Habit: A deciduous shrub or small tree that typically grows to 10 to 25 feet tall with an equal or greater width. Habit is uptight and rounded and often multistemmed with low branching. Mature trees have muscular limbs, most picturesque during the winter season.
Flower: Monoecious (male and female flowers occur separately on the same tree). Small purple flowers with white petals and red sepals emerge with the new leaves and are borne in stalked umbels.
Fruit: Small samaras with wings that turn red and ripen in September.
Foliage: Palmate leaves are opposite, 2 to 5” long and wide with 5 to 7 lobes. The attractive foliage is a burgundy red and turns a brilliant scarlet color in fall.
Bark: Smooth, light gray with a somewhat fluted trunk.

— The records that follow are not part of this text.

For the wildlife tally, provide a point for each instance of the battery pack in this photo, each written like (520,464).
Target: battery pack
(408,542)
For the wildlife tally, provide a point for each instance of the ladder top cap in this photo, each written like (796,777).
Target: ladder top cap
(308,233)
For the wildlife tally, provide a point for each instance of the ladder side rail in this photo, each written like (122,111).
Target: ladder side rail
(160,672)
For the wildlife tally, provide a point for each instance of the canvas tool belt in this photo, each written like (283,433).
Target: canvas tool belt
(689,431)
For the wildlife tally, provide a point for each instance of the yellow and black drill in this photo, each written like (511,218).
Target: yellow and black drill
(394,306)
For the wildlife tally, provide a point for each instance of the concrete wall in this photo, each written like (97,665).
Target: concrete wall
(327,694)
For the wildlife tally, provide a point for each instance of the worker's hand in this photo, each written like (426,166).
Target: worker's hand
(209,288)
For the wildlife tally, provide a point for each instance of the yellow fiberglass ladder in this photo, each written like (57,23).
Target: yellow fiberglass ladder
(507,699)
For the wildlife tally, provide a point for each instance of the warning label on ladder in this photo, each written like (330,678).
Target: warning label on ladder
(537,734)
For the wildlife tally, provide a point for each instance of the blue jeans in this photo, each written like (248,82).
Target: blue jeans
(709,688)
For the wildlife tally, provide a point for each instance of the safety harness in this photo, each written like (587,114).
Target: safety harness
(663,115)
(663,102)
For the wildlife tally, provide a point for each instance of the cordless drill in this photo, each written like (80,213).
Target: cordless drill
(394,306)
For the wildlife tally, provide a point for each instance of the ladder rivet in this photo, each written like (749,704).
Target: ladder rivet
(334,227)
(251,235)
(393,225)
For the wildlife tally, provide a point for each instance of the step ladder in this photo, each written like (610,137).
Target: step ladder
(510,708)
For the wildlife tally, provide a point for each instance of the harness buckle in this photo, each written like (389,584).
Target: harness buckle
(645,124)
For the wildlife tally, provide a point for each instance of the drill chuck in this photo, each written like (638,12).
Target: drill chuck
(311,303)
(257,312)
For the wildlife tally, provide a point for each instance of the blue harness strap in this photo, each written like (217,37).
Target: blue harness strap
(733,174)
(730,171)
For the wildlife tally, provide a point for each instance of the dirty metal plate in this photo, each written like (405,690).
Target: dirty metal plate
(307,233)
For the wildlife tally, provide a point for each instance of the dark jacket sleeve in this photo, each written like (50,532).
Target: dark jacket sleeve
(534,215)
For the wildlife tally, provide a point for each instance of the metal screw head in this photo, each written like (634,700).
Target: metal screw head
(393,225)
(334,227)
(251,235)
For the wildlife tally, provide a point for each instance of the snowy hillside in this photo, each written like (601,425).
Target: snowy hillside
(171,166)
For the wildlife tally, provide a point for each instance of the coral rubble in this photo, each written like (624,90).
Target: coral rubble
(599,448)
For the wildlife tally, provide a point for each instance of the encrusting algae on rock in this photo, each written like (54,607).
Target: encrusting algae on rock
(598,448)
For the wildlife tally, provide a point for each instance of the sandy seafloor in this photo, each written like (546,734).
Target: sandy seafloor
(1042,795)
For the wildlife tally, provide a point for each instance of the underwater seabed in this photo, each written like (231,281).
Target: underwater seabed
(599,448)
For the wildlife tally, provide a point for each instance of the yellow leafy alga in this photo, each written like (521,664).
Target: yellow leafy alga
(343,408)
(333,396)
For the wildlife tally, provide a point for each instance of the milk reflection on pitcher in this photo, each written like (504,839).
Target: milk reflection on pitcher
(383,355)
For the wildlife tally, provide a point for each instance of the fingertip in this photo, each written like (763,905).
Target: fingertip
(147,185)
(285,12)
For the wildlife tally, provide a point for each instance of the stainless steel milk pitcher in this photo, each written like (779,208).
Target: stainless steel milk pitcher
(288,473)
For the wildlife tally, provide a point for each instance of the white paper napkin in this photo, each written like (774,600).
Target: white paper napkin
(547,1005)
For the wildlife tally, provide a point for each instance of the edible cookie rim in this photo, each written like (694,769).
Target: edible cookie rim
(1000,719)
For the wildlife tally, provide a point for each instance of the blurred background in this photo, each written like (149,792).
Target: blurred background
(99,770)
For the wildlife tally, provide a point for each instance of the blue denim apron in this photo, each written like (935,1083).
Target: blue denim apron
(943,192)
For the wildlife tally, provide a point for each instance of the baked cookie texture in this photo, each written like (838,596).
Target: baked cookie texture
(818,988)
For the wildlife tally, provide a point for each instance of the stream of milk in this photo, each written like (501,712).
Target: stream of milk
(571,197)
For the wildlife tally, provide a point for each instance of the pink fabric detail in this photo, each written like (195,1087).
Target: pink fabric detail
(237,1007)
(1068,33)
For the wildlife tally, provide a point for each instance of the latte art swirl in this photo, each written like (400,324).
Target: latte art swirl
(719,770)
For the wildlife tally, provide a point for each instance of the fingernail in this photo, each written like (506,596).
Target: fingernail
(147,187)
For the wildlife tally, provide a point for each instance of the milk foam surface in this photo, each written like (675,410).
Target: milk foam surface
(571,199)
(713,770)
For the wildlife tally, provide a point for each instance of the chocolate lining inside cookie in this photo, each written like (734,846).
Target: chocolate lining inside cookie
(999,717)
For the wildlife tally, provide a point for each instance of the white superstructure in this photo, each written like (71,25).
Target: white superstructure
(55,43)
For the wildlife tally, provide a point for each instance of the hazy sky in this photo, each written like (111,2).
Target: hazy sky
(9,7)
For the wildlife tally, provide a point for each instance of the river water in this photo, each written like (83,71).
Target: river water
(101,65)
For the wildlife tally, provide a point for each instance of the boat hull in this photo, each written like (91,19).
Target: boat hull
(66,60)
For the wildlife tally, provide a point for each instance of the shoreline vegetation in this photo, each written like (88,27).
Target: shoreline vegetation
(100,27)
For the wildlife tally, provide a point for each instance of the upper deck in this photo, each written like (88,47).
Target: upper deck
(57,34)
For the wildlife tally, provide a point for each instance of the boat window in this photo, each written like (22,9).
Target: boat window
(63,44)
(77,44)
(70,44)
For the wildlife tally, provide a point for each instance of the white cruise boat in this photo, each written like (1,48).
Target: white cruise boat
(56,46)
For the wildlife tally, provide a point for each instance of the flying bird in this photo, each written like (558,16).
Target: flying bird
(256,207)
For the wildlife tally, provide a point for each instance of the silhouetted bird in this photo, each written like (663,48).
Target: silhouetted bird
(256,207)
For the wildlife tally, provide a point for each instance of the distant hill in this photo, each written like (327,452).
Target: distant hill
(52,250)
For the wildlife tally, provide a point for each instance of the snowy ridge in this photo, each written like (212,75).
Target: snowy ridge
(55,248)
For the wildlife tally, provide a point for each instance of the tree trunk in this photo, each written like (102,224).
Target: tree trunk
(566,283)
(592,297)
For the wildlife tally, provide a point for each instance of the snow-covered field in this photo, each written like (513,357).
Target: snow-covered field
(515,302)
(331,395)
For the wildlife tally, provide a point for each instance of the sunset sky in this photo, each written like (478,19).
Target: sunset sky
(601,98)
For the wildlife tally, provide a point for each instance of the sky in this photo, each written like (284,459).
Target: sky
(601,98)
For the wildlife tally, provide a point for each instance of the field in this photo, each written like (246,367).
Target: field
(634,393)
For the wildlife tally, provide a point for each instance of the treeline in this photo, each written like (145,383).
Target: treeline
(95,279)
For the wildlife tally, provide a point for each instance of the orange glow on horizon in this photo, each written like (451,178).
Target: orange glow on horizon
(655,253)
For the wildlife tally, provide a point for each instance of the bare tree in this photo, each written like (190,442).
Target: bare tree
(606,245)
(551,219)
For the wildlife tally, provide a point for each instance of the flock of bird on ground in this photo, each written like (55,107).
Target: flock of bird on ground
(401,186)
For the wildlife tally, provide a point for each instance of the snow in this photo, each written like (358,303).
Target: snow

Interesting Fact: ‘Bloodgood’ is the standard by which all other Japanese, upright red-leaf varieties are judged. Oddly enough the name 'Bloodgood' came from the owners of Bloodgood Nursery (founded in 1793, Long Island, NY) and had nothing to do with its red color. The origin of these seedlings appears to be muddled, some say Japan while others point to Boskoop, The Netherlands. Whatever its origins, it appears to have been cultivated in the United States sometime following the Civil War.